16
votes

Today when I was working on one little script I used foldl instead of foldl'. I got stack overflow, so I imported Data.List (foldl') and was happy with this. And this is my default workflow with foldl. Just use foldl' when lazy version falls to evaluate.

Real World Haskell says that we should use foldl' instead of foldl in most cases. Foldr Foldl Foldl' says that

Usually the choice is between foldr and foldl'.

...

However, if the combining function is lazy in its first argument, foldl may happily return a result where foldl' hits an exception.

And a given example:

(?) :: Int -> Int -> Int
_ ? 0 = 0
x ? y = x*y

list :: [Int]
list = [2, 3, undefined, 5, 0]

okey = foldl (?) 1 list

boom = foldl' (?) 1 list

Well, I am sorry, but it's rather academic, interesting but academic example. So I am asking, is there any example of practical use of foldl? I mean, when we can't replace foldl with foldl'.

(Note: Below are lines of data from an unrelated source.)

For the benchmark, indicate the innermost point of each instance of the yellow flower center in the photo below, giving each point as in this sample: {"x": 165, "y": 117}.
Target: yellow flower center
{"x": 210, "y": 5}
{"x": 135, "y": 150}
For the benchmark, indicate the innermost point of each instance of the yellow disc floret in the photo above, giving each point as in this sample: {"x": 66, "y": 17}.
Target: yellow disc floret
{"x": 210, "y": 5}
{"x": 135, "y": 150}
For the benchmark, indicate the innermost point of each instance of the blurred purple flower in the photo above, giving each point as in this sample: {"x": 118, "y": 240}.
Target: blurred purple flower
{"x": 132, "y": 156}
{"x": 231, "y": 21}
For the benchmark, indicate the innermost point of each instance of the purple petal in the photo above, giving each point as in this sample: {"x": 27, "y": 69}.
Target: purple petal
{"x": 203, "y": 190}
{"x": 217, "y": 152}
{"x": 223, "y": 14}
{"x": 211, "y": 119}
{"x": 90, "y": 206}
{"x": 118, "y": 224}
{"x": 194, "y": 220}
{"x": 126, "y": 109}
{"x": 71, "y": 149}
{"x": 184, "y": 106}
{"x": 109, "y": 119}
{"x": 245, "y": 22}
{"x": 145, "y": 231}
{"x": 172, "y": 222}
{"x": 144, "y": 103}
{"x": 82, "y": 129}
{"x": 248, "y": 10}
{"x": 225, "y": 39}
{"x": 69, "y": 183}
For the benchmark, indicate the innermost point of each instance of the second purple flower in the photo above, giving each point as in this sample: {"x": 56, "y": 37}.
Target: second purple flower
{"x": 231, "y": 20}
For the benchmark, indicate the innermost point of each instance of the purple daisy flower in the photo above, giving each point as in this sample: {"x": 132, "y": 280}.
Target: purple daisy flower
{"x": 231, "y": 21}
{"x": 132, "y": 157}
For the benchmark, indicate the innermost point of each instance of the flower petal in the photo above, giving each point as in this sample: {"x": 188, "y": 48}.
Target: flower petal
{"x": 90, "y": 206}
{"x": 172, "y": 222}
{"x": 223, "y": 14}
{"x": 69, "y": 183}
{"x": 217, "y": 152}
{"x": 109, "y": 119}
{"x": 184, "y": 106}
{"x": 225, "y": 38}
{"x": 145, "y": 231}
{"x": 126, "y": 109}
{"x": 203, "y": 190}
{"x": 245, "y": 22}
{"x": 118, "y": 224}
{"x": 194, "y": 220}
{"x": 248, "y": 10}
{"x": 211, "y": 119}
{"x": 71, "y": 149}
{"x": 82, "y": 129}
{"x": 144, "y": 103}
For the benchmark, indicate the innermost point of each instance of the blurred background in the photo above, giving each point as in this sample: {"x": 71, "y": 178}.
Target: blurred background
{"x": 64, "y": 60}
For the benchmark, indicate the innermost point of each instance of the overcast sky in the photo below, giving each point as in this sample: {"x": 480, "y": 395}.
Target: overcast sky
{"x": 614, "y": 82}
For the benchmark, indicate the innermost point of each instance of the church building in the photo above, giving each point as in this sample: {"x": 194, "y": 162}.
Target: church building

P. S. I know, it's hard to define term practical, but I hope you will understand what I mean.

P. P. S. I understand, why lazy foldl is default in haskell. I don't ask anybody to move the mountain and make strict version as default. I am just really interested in examples of exclusive usage of foldl function :)

P. P. P. S. Well, any interesting usage of foldl is welcome.

2
Instead of just avoiding undefined, you could also use foldl to avoid potentially expensive operations. If your folding function exits early on a successful operation, then you can avoid performing expensive computations through laziness. There might be more clear ways to write it (monoids spring to mind), but folds can be nice for compiler optimizations.bheklilr
Yes, I was thinking about this. But can't imagine a good example of such a function.d12frosted

2 Answers

13
votes

Here's a more practical example using the classic naive Fibonacci implementation to simulate an expensive computation:

fib :: Int -> Int
fib 0 = 1
fib 1 = 1
fib n = fib (n - 1) + fib (n - 2)

f :: Int -> Int -> Int
f a b = if b < 1000 then b else min b a

Then if you had

> -- Turn on statistics for illustrative purposes
> :set +s
> foldl f maxBound $ map fib [30, 20, 15]
987
(0.02 secs, 0 bytes)
> foldl' f maxBound $ map fib [30, 20, 15]
987
(4.54 secs, 409778880 bytes)

Here we have a drastic difference in runtime performance between the lazy and strict versions, with the lazy version winning out by a landslide. Your numbers may vary for your computer of course, but you'll definitely notice a difference in execution speed. The foldl' forces each computation to occur, while foldl does not. This can also be useful on something like

> foldl f maxBound $ map length [repeat 1, repeat 1, replicate 10 1]
10

Unlike the fib example, this computation technically involves bottom since length $ repeat 1 will never finish its computation. By not having both arguments to f be strict (as foldl' does), we actually have a program that halts versus one that never will.

5
votes

I can think of one (although it might be that this yields good code only with an optimizing compiler):

last = foldl (\_ x -> x) (error "emptyList")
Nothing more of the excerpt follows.